Dari Ritual Penolak Paceklik ke Simbol Persaudaraan: Kisah Perang Tipat Dalung

Perang Tipat Bantal di Dalung adalah tradisi tahunan yang lahir dari masa paceklik. Warga melempar tipat dan bantal sebagai simbol keseimbangan, kebersamaan, dan doa turunnya hujan. Hingga kini, ritual ini menjadi wujud syukur dan perekat persaudaraan masyarakat.

Nov 26, 2025 - 08:50
Nov 26, 2025 - 11:01
Dari Ritual Penolak Paceklik ke Simbol Persaudaraan: Kisah Perang Tipat Dalung
Tradisi Mesalaran Desa Adat Padang Luwih (Sumber: Koleksi Pribadi)

Pura Desa Lan Puseh Desa Adat Padang Luwih (Sumber: Koleksi Pribadi)

Asal Usul dari Masa Paceklik

Pulau Bali bukan hanya tersohor karena alamnya yang menawan, tetapi juga karena warisan tradisi yang sarat makna dan tetap lestari hingga kini.

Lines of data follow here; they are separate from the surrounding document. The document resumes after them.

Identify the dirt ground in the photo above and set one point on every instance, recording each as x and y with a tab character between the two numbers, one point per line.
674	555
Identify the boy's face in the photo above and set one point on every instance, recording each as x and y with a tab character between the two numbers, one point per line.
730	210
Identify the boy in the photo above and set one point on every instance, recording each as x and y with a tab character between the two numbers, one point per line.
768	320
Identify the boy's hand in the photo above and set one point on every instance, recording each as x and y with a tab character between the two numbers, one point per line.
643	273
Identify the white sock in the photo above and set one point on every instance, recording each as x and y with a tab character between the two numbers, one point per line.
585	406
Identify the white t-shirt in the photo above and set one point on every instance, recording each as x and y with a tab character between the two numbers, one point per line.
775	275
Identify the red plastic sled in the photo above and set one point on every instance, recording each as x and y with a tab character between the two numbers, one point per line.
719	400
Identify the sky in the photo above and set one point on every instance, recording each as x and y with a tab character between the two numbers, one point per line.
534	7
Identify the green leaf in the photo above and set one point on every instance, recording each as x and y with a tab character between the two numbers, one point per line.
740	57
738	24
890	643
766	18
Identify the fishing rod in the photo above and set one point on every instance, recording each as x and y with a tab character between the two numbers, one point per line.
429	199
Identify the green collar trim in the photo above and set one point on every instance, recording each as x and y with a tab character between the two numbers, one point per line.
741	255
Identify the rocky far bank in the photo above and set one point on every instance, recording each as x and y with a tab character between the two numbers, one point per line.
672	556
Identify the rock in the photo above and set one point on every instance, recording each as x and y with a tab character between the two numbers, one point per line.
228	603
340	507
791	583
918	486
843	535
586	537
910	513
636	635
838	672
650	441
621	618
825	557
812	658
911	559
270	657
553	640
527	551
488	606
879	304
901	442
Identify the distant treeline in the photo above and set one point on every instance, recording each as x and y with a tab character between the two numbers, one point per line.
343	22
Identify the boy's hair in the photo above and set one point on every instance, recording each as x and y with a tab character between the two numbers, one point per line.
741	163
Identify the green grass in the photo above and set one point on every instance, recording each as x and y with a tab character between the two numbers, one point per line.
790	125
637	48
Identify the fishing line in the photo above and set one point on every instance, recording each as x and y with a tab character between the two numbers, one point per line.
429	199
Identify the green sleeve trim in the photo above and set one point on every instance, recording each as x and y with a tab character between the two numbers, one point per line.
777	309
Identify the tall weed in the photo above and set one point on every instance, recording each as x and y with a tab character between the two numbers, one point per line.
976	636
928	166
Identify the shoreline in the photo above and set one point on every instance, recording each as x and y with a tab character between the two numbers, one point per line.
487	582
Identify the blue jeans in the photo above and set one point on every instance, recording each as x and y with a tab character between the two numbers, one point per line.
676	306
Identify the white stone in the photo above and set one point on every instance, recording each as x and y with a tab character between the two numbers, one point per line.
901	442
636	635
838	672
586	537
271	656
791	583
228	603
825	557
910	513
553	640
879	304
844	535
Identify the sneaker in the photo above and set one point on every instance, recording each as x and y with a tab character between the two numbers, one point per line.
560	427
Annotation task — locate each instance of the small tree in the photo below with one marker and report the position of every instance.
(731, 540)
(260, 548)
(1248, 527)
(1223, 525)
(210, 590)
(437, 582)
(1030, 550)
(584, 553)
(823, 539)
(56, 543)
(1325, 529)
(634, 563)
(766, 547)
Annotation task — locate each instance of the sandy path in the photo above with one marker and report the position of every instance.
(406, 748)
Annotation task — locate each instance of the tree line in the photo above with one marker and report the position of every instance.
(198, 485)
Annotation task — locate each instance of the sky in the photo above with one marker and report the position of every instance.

Salah satu tradisi unik tersebut adalah Perang Tipat Bantal atau Mesalaran Tipat Bantal, ritual adat tahunan yang digelar masyarakat Desa Adat Padang Luwih, Dalung, Kecamatan Kuta Utara, Badung.

Tradisi ini lahir dari sejarah panjang yang berakar pada masa sulit desa di masa lampau. Konon, Dalung pernah dilanda paceklik panjang. Hujan tak turun, sawah mengering, dan kehidupan warga terancam oleh kelaparan. Dalam kondisi tersebut, para tetua desa memohon petunjuk di Pura Desa lan Puseh.

Pawisik dan Simbol Keseimbangan Alam

Dari sembah bakti itu, datanglah pawisik (bisikan gaib) yang memerintahkan warga membuat olahan beras dalam dua bentuk: tipat (ketupat berbentuk segi empat) sebagai simbol purusha (laki-laki) dan bantal (lontong panjang) sebagai simbol pradhana (perempuan).

Tidak hanya dipersembahkan, kedua makanan ini diminta untuk saling dilemparkan antarwarga dengan sukacita. Lemparan itu melambangkan keseimbangan alam semesta, kebersamaan dalam suka dan duka, serta pesan bahwa keberkahan harus dibagi bersama, bukan disimpan sendiri. Keajaiban pun terjadi: keesokan harinya hujan turun, mengakhiri masa paceklik. Sejak saat itu, Mesalaran Tipat Bantal dilaksanakan setiap Purnama Sasih Kapat sebagai wujud syukur dan perekat persaudaraan.

Rangkaian Prosesi yang Meriah

Masyarakat dibagi menjadi dua kubu (Sumber: Koleksi Pribadi)

Hingga kini, prosesi diawali dengan sembahyang bersama di Pura Desa lan Puseh. Setiap kepala keluarga membawa persembahan enam tipat dan enam bantal. Warga dibagi menjadi dua kelompok besar berdasarkan letak banjar: utara dan selatan. Tradisi ini melibatkan enam banjar adat: Banjar Tegal Jaya, Celuk, Jeroan, Pendem, Gaji, dan Kwanji.

Masyarakat saling melempar Tipat dan Bantal (Sumber: Kolekasi Pribadi)

Diiringi pengawasan pecalang, warga kemudian berkumpul di depan pura dan saling melempar tipat serta bantal. Suasana yang tercipta bukanlah perang penuh amarah, melainkan pesta tawa dan sorak sorai. Anak-anak hingga orang tua larut dalam suasana riang, seolah seluruh desa kembali diikat dalam satu rasa: gembira, bersyukur, dan bersaudara.